Investors may take advantage of the lower price-to-earnings multiples on QRVO stock. It is a diversified firm. For example, it has diversification in growth product areas.
The cellular market benefits from multiyear content and integration. In connectivity and sensing, Qorvo’s portfolio has multiple connectivity standards. This includes Matter, Wi-Fi, and ultra-wideband.
Markets overlook Qorvo’s high-performance analog segment. Instead of appreciating the upgrade cycle and 5G infrastructure growth, stock traders react to its stock price.
Qorvo will navigate past the macrocosmic headwind by continuing its design efforts. It will increase volume output as the supply conditions strengthen. Investors may time the low point in its business. The Android business is weakest during the December quarter.
Taiwan Semiconductor (TSM)
Taiwan Semiconductor (NYSE:TSM) is a highly profitable manufacturer. It posted gross margins of 60.4% in its Q3 report. Free cash flow is very strong. Markets refuse to acknowledge the business strength. TSM stock is down by 50% year to date.

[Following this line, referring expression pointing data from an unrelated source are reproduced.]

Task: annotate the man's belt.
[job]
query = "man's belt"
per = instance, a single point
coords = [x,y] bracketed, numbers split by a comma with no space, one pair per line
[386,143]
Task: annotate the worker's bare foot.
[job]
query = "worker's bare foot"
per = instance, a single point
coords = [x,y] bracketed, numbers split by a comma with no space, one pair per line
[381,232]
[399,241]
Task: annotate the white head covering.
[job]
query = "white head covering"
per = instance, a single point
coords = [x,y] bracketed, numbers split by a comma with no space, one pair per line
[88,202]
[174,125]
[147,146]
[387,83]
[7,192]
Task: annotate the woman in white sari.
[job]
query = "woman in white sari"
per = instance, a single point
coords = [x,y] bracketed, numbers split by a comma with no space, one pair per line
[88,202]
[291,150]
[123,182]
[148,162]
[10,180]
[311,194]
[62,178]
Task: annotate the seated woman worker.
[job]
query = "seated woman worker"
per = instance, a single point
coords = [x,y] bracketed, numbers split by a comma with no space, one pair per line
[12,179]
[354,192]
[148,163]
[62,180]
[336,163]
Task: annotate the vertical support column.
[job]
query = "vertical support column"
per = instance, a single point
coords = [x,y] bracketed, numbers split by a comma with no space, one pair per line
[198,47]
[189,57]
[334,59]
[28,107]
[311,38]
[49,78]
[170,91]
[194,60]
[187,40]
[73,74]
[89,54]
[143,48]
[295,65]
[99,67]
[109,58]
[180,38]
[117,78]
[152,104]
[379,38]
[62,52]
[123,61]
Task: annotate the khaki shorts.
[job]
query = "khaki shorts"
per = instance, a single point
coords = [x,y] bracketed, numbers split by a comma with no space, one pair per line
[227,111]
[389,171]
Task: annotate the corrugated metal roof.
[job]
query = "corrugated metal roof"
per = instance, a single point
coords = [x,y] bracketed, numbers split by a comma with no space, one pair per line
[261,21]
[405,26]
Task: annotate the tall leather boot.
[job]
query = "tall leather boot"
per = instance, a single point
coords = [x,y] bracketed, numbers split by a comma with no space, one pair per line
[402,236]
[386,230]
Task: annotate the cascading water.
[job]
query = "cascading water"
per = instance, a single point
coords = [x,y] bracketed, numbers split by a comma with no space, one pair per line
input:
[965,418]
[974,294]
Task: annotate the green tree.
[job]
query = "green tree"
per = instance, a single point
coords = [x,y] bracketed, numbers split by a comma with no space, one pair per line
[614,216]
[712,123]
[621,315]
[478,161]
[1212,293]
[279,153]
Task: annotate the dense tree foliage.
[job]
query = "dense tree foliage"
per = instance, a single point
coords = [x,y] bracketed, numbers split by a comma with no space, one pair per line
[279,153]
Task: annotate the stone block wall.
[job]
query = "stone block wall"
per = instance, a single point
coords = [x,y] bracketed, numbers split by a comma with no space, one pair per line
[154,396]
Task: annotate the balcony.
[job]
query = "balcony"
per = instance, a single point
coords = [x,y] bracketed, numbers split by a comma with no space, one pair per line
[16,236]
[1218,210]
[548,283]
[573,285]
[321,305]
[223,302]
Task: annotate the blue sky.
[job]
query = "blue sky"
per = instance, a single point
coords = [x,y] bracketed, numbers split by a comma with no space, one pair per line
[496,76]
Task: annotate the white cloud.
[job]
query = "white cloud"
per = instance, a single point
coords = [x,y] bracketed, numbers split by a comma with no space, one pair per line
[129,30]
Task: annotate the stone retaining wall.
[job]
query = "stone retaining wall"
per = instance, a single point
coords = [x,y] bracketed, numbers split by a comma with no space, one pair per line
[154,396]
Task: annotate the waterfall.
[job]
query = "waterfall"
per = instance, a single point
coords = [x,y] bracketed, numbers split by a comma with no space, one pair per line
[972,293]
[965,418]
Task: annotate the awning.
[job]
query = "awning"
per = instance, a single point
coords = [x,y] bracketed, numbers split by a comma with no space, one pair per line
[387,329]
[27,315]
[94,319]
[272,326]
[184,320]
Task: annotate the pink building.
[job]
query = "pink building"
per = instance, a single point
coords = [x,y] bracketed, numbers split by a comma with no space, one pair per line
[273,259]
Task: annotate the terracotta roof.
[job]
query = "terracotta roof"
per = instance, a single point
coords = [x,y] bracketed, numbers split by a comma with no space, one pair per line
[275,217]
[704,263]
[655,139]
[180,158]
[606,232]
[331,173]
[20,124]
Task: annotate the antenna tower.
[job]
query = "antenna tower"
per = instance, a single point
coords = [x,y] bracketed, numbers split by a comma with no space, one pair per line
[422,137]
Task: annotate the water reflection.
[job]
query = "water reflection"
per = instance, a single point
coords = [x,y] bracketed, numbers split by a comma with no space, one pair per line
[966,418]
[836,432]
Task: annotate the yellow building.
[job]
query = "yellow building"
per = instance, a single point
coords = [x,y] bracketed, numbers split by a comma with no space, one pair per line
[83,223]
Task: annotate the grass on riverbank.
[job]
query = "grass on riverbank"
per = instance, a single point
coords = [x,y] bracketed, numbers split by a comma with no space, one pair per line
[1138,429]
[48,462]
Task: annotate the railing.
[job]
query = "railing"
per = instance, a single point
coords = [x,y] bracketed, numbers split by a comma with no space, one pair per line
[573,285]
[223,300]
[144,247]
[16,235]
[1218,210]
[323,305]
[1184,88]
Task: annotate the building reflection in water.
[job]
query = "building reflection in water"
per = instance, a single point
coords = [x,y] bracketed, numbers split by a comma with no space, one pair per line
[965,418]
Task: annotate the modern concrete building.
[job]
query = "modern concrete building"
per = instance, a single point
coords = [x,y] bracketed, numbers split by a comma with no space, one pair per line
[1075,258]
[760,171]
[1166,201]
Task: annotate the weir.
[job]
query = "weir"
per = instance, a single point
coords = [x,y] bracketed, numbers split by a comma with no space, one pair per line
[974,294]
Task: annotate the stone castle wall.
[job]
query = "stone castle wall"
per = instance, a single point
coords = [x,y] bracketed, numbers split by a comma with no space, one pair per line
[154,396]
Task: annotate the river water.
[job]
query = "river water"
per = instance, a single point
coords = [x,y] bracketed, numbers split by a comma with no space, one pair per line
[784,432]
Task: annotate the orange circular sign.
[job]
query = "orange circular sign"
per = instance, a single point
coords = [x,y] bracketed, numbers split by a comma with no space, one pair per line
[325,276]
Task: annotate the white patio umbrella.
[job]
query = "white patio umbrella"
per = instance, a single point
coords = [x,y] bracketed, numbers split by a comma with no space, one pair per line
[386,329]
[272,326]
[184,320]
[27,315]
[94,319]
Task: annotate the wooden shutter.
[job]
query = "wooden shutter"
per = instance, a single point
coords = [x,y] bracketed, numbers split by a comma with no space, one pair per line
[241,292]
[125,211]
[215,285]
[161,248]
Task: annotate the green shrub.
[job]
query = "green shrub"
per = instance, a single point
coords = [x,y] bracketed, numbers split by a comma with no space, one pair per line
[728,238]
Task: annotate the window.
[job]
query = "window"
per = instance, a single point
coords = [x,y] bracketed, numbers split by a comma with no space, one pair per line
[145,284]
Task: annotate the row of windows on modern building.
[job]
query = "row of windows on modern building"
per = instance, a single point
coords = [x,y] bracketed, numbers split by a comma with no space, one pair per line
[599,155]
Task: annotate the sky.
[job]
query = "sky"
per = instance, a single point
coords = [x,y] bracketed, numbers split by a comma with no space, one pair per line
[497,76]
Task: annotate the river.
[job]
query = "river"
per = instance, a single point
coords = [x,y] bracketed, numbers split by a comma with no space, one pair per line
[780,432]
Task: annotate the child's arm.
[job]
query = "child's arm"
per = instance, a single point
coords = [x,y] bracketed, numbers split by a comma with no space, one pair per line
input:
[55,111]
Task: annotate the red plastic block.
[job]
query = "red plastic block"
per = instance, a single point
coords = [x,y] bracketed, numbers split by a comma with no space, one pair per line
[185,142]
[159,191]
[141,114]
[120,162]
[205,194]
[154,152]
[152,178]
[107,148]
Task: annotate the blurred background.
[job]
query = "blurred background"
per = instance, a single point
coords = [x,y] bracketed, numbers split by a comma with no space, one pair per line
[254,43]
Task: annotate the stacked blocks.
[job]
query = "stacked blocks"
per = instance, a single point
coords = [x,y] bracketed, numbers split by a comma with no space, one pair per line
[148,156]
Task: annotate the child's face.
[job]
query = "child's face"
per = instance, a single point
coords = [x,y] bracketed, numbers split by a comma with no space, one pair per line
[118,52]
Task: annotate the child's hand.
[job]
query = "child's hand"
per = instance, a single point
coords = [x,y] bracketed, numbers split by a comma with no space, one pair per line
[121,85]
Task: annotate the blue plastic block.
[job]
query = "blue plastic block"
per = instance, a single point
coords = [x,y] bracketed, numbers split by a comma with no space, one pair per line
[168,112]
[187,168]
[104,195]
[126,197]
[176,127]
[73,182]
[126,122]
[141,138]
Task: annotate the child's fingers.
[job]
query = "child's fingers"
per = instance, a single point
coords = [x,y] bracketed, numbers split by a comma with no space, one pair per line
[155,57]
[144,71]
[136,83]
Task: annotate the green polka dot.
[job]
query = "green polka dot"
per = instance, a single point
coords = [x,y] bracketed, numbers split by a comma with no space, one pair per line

In 2023, TSM expects challenges from higher depreciation costs, higher inflationary costs, and unfavorable semiconductor cyclicality. Still, its overseas fab expansions are long-term investments that benefit the company’s health. The company will closely work with its customers to support them strategically. Internally, it will find ways to improve costs.
TSM is cautious about the PC and smartphone market. The market’s softness in the quarter weighed on results. Utilization will be under pressure. During that time, it will work with customers to develop radio frequency and connectivity solutions. This increases TSM’s addressable market.
After customers will work through weak demand, TSM’s utilization will recover. Investors should consider buying a small position before that happens.
On the date of publication, Chris Lau did not have (either directly or indirectly) any positions in the securities mentioned in this article. The opinions expressed in this article are those of the writer, subject to the InvestorPlace.com Publishing Guidelines.